Female (Guatemalan) Residents in Guatemala have a brown crown and whisker stripe. All juveniles, regardless of male or female, have a black malar stripe. We now saw 5 types of woodpeckers in Southern VT. According to field guides, there is no difference in markings between a juvenile Flicker and an adult male Flicker. To protect his mate or territory, birds of the same sex become aggressive toward each other (Palmer and Fowler 1975). My husband and I saw a male bird and 2 females this AM and were able to look it up from your beautiful pics. Two Northern Flicker males in a territorial display from Wikimedia Commons. Central Indiana - July 4, 2008: Juvenile Northern Flicker. Northern Flickers typically excavate nesting cavities in dead or diseased pine, cottonwood, or willow trees. Its two major subspecies, the red-shafted and the yellow-shafted, were formerly separate species until they were merged in the 1980s, though some ornithological organizations still list these birds separately. Northern Flickers have two subspecies: the Red-shafted Flicker (C. a. cafer) of western North America and the Yellow-shafted Flicker (C. a. auratus) of the east and far north. Male flickers recognize females by sight. Aggressive displays such as "bill directing" or "bill poking" are used by flickers. Thank you. Other than a slight size difference, the field guides indicate that a juvenile's plumage has a "softer" appearance, and coloration is duller than the adult. Gilded Flickers of southern Arizona have yellow under the wings and tail while Northern Flickers in the western U.S. have red under the wings and tail. Two very different-looking forms -- Yellow-shafted Flicker in the east and north, and Red-shafted Flicker in the west -- were once considered separate species. Gilded Flickers also have more brown on the crown and nape than Northern Flickers which have more gray on the crown and nape. It’s not where you’d expect to find a woodpecker, but flickers eat mainly ants and beetles, digging for them with their unusual, slightly curved bill. Their ranges are roughly divided by the Rocky Mountains except in the northern boreal forest, where the yellow-shafted range extends west across most of Alaska. So exciting to see new birds.
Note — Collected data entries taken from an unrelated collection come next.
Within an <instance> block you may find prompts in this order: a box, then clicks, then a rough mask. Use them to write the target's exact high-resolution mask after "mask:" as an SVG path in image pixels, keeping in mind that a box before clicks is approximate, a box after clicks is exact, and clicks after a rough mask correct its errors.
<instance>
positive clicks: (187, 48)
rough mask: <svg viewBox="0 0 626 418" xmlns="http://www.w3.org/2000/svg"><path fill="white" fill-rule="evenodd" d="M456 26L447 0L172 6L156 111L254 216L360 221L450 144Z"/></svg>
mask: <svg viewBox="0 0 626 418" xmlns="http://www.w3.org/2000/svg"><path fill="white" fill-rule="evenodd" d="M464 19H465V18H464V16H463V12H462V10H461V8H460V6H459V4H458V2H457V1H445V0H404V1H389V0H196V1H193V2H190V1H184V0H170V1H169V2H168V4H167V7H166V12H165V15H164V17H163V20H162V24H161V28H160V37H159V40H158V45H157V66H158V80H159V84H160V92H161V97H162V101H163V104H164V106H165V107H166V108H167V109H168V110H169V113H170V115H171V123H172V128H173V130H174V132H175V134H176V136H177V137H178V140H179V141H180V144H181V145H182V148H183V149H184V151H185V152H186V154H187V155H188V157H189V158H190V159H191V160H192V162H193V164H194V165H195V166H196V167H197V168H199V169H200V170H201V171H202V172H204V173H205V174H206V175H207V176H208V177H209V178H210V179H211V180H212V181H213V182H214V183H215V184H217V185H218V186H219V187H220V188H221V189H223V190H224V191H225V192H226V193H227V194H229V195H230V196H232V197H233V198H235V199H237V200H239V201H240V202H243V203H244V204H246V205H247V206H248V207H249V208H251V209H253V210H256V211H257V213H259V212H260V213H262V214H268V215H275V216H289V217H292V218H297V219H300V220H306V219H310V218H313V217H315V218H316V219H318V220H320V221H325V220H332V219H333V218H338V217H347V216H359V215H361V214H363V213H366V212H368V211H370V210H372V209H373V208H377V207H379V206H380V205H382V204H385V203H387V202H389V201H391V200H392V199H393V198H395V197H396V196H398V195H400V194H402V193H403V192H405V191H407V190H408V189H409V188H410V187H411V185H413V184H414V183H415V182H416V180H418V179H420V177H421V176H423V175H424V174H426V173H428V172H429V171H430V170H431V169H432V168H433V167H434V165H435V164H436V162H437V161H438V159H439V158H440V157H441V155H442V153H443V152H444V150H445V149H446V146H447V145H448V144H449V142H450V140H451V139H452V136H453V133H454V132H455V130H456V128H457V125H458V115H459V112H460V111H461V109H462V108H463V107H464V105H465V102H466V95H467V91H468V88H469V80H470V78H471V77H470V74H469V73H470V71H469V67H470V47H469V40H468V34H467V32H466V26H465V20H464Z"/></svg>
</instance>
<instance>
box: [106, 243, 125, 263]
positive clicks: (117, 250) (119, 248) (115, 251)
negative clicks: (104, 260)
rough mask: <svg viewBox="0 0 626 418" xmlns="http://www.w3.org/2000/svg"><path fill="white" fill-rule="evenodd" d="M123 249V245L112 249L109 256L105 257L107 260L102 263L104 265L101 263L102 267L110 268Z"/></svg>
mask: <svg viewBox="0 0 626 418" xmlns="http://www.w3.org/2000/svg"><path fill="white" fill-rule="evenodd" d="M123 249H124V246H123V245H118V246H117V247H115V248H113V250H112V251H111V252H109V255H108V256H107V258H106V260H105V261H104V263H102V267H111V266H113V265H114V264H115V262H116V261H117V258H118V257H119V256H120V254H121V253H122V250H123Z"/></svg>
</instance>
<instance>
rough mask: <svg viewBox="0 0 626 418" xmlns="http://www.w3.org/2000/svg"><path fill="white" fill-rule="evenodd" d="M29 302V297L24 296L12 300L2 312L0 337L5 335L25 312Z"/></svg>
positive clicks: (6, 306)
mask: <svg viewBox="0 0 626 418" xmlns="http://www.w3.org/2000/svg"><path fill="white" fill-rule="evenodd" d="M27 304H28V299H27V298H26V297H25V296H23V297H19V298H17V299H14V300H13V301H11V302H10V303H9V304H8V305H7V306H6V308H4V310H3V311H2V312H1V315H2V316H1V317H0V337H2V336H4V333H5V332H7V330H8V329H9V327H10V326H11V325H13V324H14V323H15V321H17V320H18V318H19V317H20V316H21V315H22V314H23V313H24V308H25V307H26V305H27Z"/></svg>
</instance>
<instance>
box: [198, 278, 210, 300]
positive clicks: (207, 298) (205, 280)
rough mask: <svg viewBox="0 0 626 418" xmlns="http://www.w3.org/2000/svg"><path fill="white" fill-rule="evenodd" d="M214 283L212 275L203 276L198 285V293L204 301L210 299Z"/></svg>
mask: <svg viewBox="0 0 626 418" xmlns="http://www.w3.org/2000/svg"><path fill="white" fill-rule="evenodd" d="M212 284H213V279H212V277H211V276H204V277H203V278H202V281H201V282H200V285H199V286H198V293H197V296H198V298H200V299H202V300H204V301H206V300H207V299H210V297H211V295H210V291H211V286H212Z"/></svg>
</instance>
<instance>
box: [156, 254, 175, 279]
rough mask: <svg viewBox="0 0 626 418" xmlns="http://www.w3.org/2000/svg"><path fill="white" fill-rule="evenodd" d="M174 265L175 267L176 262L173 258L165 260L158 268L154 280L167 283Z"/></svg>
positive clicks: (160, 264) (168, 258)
The breast is light brown to off-white and displays brown/black spots. Here, we stress for the first time to our knowledge, that sex-biased investment in parental care may influence the optimal migration strategies of the sexes. On walks, don’t be surprised if you scare one up from the ground. Both sexes feed the young, which leave the nest after 24 to 27 days. White rump sometimes visible while perched.
The color of the hoods also differs in juvenile magpies: male juveniles have a brown/beige hood that is lighter in color than the dark brown hood of a juvenile female. Both incubate the 5 to 8 eggs for about 11 days, then brood the newly hatched young for about 4 days more. Before breeding season, rival flickers may face off in a display where the boys face each other, bills pointed upward, and bob their heads or chase each other around or through branches of a tree while a prospective female watches.

For some birds, such as northern flickers, plumage differences between sexes are much more subtle.
They went on with this behavior for several minutes until overhead, a large hawk flew, and dampened everyones' spirits!

Male (Yellow-shafted x Red-shafted intergrade) Intergrade individuals usually have a mixture of the plumage markings of Red-shafted and Yellow-shafted birds. When observed from a distance, especially if their heads are up, male and female magpies may appear indistinguishable. Male (Red-shafted) Males in the West have a red whisker while those in the East have a black whisker. Females may chase other female rivals around the trees too. Male. Overall, their plumage is grayish brown, and there is horizontal barring across the back and wings.